After Shreveport killings, Louisiana domestic violence support groups denied more funding
In the wake of one of the deadliest domestic violence incidents in Louisiana history, advocates pushed the state Legislature to provide more money for victim services.
But no additional money has been set aside for domestic abuse prevention and state lawmakers are only a few days away from finalizing the annual state budget plan that takes effect July 1.
The Louisiana Coalition Against Domestic Violence said its victim assistance programs will have to be scaled back if the state doesn’t provide funds to cover a shortfall left by federal funding cuts.
“This is not the time to allow any domestic violence protections to end, and that, unfortunately, is what will occur if we don’t receive additional funds,” said Mariah Stidham Wineski, executive director of the coalition.
Wineski asked the legislature to provide $3.2 million more in the next fiscal year.
She requested the money at a public hearing held just three weeks after Shamar Elkins shot and killed his seven children and one of their cousins on April 19 in Shreveport. He also injured his estranged wife and another woman during the same attack and later died in a standoff with police.
The Associated Press called the tragedy one of the deadliest mass shootings in the country in recent years. The children killed were ages 3 to 11.
The domestic violence shelter for the Shreveport area, Project Celebration Inc., saw a surge in requests for help following the event. The organization’s crisis calls went from 15 to 97 per week, executive director Mitzi Harris told lawmakers at a hearing earlier this month.

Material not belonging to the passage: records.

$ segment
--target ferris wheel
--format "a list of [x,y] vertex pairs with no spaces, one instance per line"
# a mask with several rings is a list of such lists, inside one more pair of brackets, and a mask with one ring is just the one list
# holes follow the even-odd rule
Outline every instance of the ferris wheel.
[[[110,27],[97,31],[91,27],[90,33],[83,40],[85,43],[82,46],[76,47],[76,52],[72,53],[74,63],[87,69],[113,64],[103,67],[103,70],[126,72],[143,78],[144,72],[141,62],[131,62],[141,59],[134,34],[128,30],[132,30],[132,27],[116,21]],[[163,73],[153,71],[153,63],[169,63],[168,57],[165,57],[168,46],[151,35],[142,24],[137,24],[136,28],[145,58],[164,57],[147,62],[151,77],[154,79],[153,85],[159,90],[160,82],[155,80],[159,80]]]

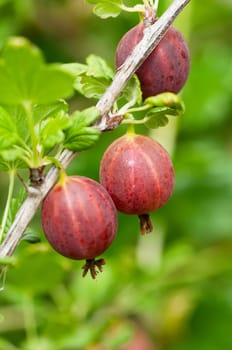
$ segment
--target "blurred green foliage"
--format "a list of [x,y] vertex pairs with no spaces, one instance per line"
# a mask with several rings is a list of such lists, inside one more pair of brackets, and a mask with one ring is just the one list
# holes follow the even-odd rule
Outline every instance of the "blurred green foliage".
[[[160,0],[159,12],[169,3]],[[152,215],[155,231],[141,237],[137,218],[120,214],[107,265],[93,281],[81,277],[82,262],[51,250],[38,213],[31,229],[41,242],[22,241],[6,281],[1,275],[1,350],[232,348],[231,18],[230,1],[195,0],[176,21],[191,72],[185,115],[151,135],[172,143],[176,174],[172,198]],[[1,0],[0,45],[23,35],[51,62],[83,63],[94,53],[113,66],[118,40],[137,21],[124,13],[101,20],[84,0]],[[88,104],[81,96],[71,101]],[[105,148],[124,131],[104,134],[68,172],[98,180]]]

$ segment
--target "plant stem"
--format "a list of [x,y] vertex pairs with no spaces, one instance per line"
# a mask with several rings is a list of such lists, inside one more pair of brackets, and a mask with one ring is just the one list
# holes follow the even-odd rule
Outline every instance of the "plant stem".
[[4,209],[3,218],[2,218],[2,224],[1,224],[0,243],[2,242],[3,235],[4,235],[4,232],[5,232],[7,218],[8,218],[8,214],[9,214],[9,210],[10,210],[10,203],[11,203],[12,196],[13,196],[14,183],[15,183],[15,174],[16,174],[15,169],[10,169],[8,174],[9,174],[9,187],[8,187],[8,195],[7,195],[7,200],[6,200],[6,206],[5,206],[5,209]]
[[30,138],[31,138],[31,147],[32,147],[32,168],[38,168],[40,166],[39,162],[39,155],[38,155],[38,140],[35,133],[34,128],[34,120],[33,120],[33,114],[32,114],[32,105],[31,102],[26,100],[23,102],[23,108],[26,112],[27,116],[27,122],[30,132]]
[[[173,1],[166,12],[153,25],[146,28],[143,39],[119,69],[113,82],[96,105],[101,115],[99,122],[96,124],[99,130],[105,130],[107,128],[109,112],[128,80],[143,63],[150,52],[158,45],[172,22],[190,1],[191,0]],[[75,156],[75,152],[68,150],[64,150],[61,153],[59,161],[64,169],[68,167]],[[31,193],[29,193],[28,198],[19,209],[5,240],[0,246],[0,257],[13,254],[23,232],[35,215],[41,201],[47,195],[57,179],[58,171],[55,167],[52,167],[46,175],[44,183],[38,188],[30,187]]]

“Some survivors are reporting that their abusers are making threats referencing violent acts similar to those committed by Mr. Elkins on April 19,” Harris said.
Louisiana has had a pervasive domestic violence problem for years. It consistently leads the nation in domestic homicides and has ranked among the top five almost every year since 1997, according to Louisiana’s Domestic Abuse Fatality Review report from 2024.
Nearly one-fourth of women and 6% of men in the state have experienced potentially lethal forms of intimate partner violence — defined as being choked, beaten, burned or wounded with a gun or knife — during their lifetimes, according to the Louisiana Violence Experiences Survey in 2025. Four percent of women and 3% of men said they were subjected to potentially lethal intimate partner violence in the last year.
To combat domestic abuse, Louisiana legislators started allocating an additional $7 million to expand domestic violence victim services three years ago. The funding allowed the state to double its number of emergency shelter beds for domestic violence survivors, from 335 to 661 beds, over four years.
But those gains have been offset by a loss of federal support. Since the state started devoting $7 million annually more to combat domestic violence in 2023, federal funding has dropped $4 million, with every shelter affected by the cut, according to Wineski.
There are also 1,300 requests for emergency shelter from domestic violence victims that go unmet every year, she said.
“Our organization alone has lost over a million dollars over the past five years in funding from the federal government,” Billi Lacombe, executive director of Faith House, a crisis center for domestic violence victims in Acadiana, said during the legislative hearing.
In addition to restricting shelters, Wineski said the loss of federal funding is going to make it harder for her organization to provide free legal support to domestic violence survivors seeking divorces, child custody and protective orders. The federal grant that pays for those services expires Sept. 30, and it’s not clear whether it will be continued.
Another federal grant given to the Louisiana Department of Health that trains health care workers to screen for domestic violence and provides health care services at shelters is also ending, Wineski said.
Advocates also worry the state’s domestic violence fatality review panel will be scaled back or possibly shuttered when its $200,000 in annual federal funding disappears later this year. The panel investigates deaths attributed to domestic violence to look for patterns and trends that might inform state laws and public policy.
Louisiana just established its review panel in 2021, when it received federal funding to support the operation. Only four other states don’t have a similar system, Wineski said.
Louisiana lawmakers are facing budget constraints this year after economists downgraded the state’s revenue projections by $104 million for the next fiscal year. Gov. Jeff Landry and lawmakers also haven’t come up with the $150 million to $200 million needed to avoid a public school teacher and support worker pay cut yet.
Yet lawmakers have managed to find tens of millions of dollars to grant raises to several groups of state employees, including judges, firefighters and prison guards. Landry and lawmakers are also increasing spending on the state prison system by approximately $100 million next year in an effort to shore up public safety.
Sen. Sam Jenkins, D-Shreveport, said state lawmakers should consider increasing spending on domestic violence survivor services if they want to be serious about fighting crime. Jenkins represents Cedar Grove, the community where Elkins killed eight children last month.
“If an incident like what happened in Shreveport doesn’t get our attention, what will?” Jenkins said in a recent interview. “I think it would be a fitting tribute to those children who lost their lives.”